Zoals zoveel andere uitspraken van Trump, bleek ook deze direct controversieel.

De belangrijkste reden in dit geval was dat “America First” niet alleen een heden, maar ook een verleden heeft.

Chicago 1940

Het was in juli 1940 dat “America First” werd gekozen als naam door vooraanstaande isolationisten voor een organisatie die zij hadden opgericht om te lobbyen tegen Amerikaanse deelname aan de Tweede Wereldoorlog.

Het America First Committee, dat zijn hoofdkwartier had in Chicago, de onofficiële hoofdstad van het isolationistisch georiënteerde Midwesten, had vanaf het begin een gevarieerd ledenbestand.

Naast prominente zakenlieden als Robert Wood van Sears Roebuck en vleesverpakker Jay Hormel, bestond het bestuur van America First uit vliegenier en would-be Nazi appeaser Charles Lindbergh, maar ook uit de leider van de Socialistische Partij, Norman Thomas, de Nobelprijswinnende romanschrijver Sinclair Lewis en de Washingtonse socialite Alice Roosevelt Longworth.

Wat deze zeer verschillende mensen verenigde was het sterke gevoel dat de Amerikaanse deelname aan de eerste wereldoorlog een vergissing was geweest, en niet herhaald mocht worden.

In plaats daarvan stelden ze de volgende vier principes voor:

  • De Verenigde Staten moeten een onneembare verdediging voor Amerika opbouwen;
  • Geen enkele buitenlandse mogendheid, noch groep van mogendheden, kan met succes een voorbereid Amerika aanvallen;
  • De Amerikaanse democratie kan alleen worden behouden door zich buiten de Europese oorlog te houden;
  • “Aid short of war” verzwakt de nationale verdediging in eigen land en dreigt Amerika in het buitenland in een oorlog te betrekken.

De principes bleken overtuigend te zijn.

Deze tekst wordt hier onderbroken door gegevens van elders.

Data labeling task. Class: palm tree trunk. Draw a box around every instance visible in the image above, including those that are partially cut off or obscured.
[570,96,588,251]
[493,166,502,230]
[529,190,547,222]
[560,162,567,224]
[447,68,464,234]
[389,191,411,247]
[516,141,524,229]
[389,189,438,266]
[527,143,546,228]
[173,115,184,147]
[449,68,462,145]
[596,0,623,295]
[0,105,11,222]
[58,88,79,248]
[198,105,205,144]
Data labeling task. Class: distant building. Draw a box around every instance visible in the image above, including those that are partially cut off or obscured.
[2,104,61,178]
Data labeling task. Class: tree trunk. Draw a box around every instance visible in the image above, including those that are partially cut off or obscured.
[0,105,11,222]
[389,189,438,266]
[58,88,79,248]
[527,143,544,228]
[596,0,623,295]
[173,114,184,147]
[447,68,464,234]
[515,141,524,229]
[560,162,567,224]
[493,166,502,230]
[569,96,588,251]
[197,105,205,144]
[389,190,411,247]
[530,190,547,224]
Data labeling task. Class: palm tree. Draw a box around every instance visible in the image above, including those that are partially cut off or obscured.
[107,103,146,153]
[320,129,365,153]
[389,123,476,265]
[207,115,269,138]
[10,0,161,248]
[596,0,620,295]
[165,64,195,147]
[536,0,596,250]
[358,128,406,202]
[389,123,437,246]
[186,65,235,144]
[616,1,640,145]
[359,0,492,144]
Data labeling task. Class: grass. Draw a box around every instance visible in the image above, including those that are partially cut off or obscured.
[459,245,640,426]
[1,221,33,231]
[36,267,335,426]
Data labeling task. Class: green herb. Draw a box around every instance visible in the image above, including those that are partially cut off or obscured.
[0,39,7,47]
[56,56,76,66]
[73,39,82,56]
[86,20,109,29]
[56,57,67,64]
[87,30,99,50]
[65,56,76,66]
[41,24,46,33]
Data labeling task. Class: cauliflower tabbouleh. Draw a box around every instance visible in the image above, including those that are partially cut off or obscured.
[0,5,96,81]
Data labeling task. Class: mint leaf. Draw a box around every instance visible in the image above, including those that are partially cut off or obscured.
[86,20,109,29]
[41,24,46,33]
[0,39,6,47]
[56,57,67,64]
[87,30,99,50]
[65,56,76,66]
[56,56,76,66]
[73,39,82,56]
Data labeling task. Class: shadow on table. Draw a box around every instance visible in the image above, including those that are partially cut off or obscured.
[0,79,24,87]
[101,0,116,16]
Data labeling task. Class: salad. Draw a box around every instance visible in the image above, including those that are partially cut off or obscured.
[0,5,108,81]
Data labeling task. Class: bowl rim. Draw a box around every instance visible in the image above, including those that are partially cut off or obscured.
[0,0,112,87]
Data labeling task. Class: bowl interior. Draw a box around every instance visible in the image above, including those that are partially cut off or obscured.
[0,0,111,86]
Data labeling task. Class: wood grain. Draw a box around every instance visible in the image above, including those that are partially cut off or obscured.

America First claimde 800.000 leden en was daarmee de grootste anti-oorlogsorganisatie in de Amerikaanse geschiedenis tot dan toe.

De ‘vergissing’ om de Eerste Wereldoorlog in te gaan

Waarom waren de aanhangers van America First 22 jaar later dan nog steeds tegen de Amerikaanse deelname aan de Eerste Wereldoorlog?

Hun argument was dat de oorlog een beslissende overwinning had opgeleverd voor de ene partij (de geallieerden) en een wraakzuchtig vredesverdrag voor de verliezers, met name Duitsland. Het resultaat, zeiden ze, was een voortdurende vijandigheid in Europa in plaats van een duurzame vrede.

Dit was precies waar Woodrow Wilson voor had gewaarschuwd in een toespraak voor de Senaat van de VS in 1917:

De overwinning zou betekenen dat de verliezer vrede zou worden opgedrongen, dat de overwinnaar de overwonnenen de voorwaarden van de overwinnaar zou opleggen. De overwinning zou worden aanvaard in vernedering, onder dwang, tegen een ondraaglijke opoffering.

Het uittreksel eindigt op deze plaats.